The proponents of the hypothesis include journalist Edward Hooper as well as scientists Louis Pascal, Omar Bagasra, and the late W.D. Hamilton. They claim that the experimental oral vaccine, CHAT-1, was contaminated with simian immunodeficiency virus (SIV), a group of viruses endemic to African primates and widely accepted as the origin of HIV.
The OPV AIDS hypothesis is contradicted by scientific evidence, is unsupported by authoritative and leading institutions including the Centers for Disease Control and Prevention and the National Institute of Allergy and Infectious Diseases. It is specifically rejected by the scientific journals Nature and Science, as well as the community of scientists who research the genetic history of the AIDS viruses.

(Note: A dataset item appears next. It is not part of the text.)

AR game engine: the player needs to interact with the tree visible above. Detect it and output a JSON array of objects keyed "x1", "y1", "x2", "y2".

Additional recommended knowledge
Background: Polio vaccines
Two vaccines are used throughout the world to combat polio. The first polio vaccine, developed by Jonas Salk, is an inactivated poliovirus vaccine (IPV), consisting of a mixture of three wild, virulent strains of poliovirus, grown in a type of monkey kidney tissue culture (Vero cell line), and made noninfectious by Formalin treatment. The second vaccine, an oral polio vaccine (OPV), is a live-attenuated vaccine, produced by the passage of the virus through non-human cells at a sub-physiological temperature. The passage of virus produces mutations within the viral genome, and hinders the virus's ability to infect nervous tissue.
Both vaccines have been used for decades to induce immunity to polio, and to stop the spread of the infection. However, OPV has several advantages; because the vaccine is introduced in the gastrointestinal tract, the primary site of poliovirus infection and replication, it closely mimics a natural infection. OPV also provides long lasting immunity, and stimulates the production of polio neutralizing antibodies in the pharynx and gut. Hence, OPV not only prevents paralytic poliomyelitis, but also, when given in sufficient doses, can abort a threatening epidemic. Other benefits of OPV include ease of administration, low cost and suitability for mass vaccination campaigns.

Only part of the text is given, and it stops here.